Relatou que precisava, então, descobrir como era “um-a muler grande; ter certeza de como era um-a muler fetia?” – Adulta – já que ele só conhecia meninas como suas irmãs e primas pequenas, ou até outras crianças também como elas, e a do veio Borges e seus amigos. Disse que aí ficava difícil: onde é que ele nunca ia ver um-a muler grande pelada, nun-a boa?
Só havia um jeito de tirar as dúvidas.
Contou que via todo final de dia, antes de escurecer de tudo, a vea Fostina pôr a “chacolatera” no fogo pra quentar a água do banho costumeiro, e bolou sua estratégia: saíu sorrateiramente pela porta da frente, deu uma vorta enorme e retornou pelos fundos da casa, de sorte que ficou de frente para a porta da cozinha onde a Vea estava tomando banho pelada.
Informou que mesmo desconfiado e cheio de remorso, se escondeu atrás de um-a touceira de bananeiras que havia perto daquela porta.

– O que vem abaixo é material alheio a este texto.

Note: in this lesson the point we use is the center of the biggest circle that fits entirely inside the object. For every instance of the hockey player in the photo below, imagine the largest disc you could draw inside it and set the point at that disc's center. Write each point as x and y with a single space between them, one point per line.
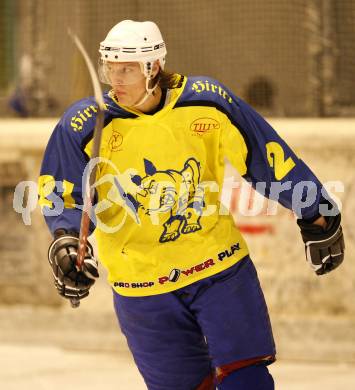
185 291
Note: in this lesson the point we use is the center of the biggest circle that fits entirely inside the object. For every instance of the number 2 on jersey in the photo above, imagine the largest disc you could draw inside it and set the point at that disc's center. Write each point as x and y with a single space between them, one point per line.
276 158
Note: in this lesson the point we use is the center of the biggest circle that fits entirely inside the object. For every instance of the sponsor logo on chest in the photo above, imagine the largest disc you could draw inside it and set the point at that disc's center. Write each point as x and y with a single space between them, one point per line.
202 126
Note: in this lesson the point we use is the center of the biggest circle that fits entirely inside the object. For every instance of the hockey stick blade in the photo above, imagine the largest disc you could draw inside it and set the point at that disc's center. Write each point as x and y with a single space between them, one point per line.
90 180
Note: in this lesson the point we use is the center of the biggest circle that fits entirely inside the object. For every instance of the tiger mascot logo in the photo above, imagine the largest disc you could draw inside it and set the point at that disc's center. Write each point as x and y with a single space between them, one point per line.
174 193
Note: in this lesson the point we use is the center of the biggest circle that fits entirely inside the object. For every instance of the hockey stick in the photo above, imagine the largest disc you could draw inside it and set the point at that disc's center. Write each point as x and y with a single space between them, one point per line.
90 180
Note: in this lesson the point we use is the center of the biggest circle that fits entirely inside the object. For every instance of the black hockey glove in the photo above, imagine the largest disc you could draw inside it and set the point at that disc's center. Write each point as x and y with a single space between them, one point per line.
324 246
71 283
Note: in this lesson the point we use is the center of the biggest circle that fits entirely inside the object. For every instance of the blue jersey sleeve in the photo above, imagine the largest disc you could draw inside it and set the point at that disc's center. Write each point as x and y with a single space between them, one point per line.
64 162
271 161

Não demorou muito e lá estava a vea cobaia como ele precisava vê-la pra tirar suas dúvidas, eliminar sua impressão, ou matar sua curiosidade. Disse que só ficou ali o tempo que julgou suficiente para aquilo! E que quando já se preparava para bater em retirada, mesmo fazendo o possível para se manter no anonimato, a Vea que tudo indica, já tomava banho ali assustada por haver um bocado de menino macho em casa, acha que percebeu algo estranho, algum vulto zoiando o que não era da conta, atrás das bananeiras, antes que ele conseguisse fugir! E como seria de se esperar, não deu outra, não restaram nomes feios, de substantivos a adjetivos qualificativos de conotação pejorativa de que a Vea não o tenha xingado! Disse até que pelo que conhecia da mesma, o que ela não xingou deve ter pensado…
E prosseguiu na estória:
– Saí correno da tocaia, ou quase vuano, tropeçano, chutano ou pulano por cima de tudo que encontrava pela frente, tentano evitar que ela me reconhecesse; que tivesse certeza – sobretudo pela pouca luz que já fazia no mato àquela hora, e porque todos se encontravam em casa ao anoitecer – de quem era o intrujão a lhe espreitar sorrateiramente no esconderijo, justamente por “tremer” as consequências após o banho: se ela descobrisse ao certo que era eu, acho que até hoje estava me bateno, e não dava pra juntar nem os cacos…
Eu só queria, porém, descobrir que diferença da muler o home tem, se é só porque ele tem cabelo no peito, tem o quexo cabeludo e a muler não tem, como diz a música do Gonzagão, ou o quê mais. Pena que ela tenha me visto na espreita; ninguém precisava saber de minha pressa em conhecer coisas proibidas!
O fato é que, felizmente minha estratégia deu certo: ao findar o banho, não seio se a Vea se esqueceu do ocorrido; se não quis se expor mais, priguntano na vista de nóis todos, quem tinha visto ela pelada, ou se entendeu minha curiosidade de criança e ficou com pena de mim! Ou então guardou pra descontar em dobro quando eu fizesse a próxima traquinagem…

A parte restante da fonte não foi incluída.